There was an awkward Silence to hear the rapid breathing and tired of sempai, talked too much, I Spit all those truths; and My Little Breathing Crying, looking at the floor. My Hair covered My Eyes and could only see the sempai drops of Tears falling down my face. The Tension was big, neither dared to say anything for a moment;However, I could not endure this Pain and this situation...

... - I like my parents very hurt and sempai Speechless, because I Don't talk about my family just worrying about the image made by appearances, for what people say... No matter which could be Hurting someone... Like You, Souichi Tatsumi!
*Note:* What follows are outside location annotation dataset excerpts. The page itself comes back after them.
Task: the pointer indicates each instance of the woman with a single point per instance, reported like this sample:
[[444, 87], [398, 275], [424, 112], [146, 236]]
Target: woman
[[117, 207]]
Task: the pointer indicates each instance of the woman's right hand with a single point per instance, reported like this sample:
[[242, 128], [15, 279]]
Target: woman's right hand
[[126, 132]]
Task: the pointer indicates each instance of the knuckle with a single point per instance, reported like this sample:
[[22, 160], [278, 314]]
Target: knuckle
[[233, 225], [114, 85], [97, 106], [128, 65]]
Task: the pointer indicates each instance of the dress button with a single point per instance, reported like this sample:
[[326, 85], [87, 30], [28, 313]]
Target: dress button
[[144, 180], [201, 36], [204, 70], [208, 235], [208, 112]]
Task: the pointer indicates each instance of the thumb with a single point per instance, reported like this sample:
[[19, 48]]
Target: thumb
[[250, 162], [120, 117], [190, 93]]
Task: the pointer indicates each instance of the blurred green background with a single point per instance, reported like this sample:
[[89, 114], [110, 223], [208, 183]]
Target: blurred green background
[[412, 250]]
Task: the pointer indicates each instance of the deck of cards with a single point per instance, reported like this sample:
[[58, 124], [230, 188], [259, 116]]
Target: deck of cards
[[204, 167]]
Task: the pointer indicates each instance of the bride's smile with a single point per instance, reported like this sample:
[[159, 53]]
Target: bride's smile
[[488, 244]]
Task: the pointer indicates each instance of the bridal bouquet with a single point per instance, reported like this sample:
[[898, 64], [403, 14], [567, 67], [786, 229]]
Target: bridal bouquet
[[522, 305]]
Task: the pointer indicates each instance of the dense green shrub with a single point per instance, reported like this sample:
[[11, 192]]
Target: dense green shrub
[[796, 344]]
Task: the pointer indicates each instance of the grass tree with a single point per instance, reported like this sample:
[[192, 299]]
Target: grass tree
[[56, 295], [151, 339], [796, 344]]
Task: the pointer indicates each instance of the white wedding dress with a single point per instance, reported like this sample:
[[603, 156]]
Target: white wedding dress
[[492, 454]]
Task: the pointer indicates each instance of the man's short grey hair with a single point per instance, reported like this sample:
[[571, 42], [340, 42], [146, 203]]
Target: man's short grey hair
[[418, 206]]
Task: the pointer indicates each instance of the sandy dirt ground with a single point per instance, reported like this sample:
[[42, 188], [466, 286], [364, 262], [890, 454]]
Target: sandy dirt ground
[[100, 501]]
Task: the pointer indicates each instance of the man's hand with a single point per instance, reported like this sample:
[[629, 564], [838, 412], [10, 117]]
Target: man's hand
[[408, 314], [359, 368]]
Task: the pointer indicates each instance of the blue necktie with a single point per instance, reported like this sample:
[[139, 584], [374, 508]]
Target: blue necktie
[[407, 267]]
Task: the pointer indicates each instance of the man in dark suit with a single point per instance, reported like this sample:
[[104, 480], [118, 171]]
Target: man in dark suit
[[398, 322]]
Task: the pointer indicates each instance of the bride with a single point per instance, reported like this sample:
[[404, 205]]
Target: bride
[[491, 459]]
- - that's not true.I'm not like them -

- clear that yes you are. You cared that much about what people might think of you or told you about your sexuality and so decided to marry the first woman who interesÓ in you to have a New Image - breathed deeply my parents kicked me out of his life, to send me to study far away; and you throwing me out of your life Marry another Person

- i'm not doing... You're the one that I want to go! -
- and what do you want, Souichi. I feel like I have to wait and see the "Yes I do" The Idiots in the altar? - Don't insult -



Oh... - Please, Don't defend me - i interrupted with great anger, Hate gay people, then why are you with me so far? ... Because, according to you, I'm Worth or special...No, I'm not sempai, Special. If it is special for you, I would do all this -

sempai Speechless, then realized I was right about his way of thinking that my parents and Refuge for saying "I am Special" worthless before Marriage you will Conceive with Yuki; and it was also right that I better go Nagoya.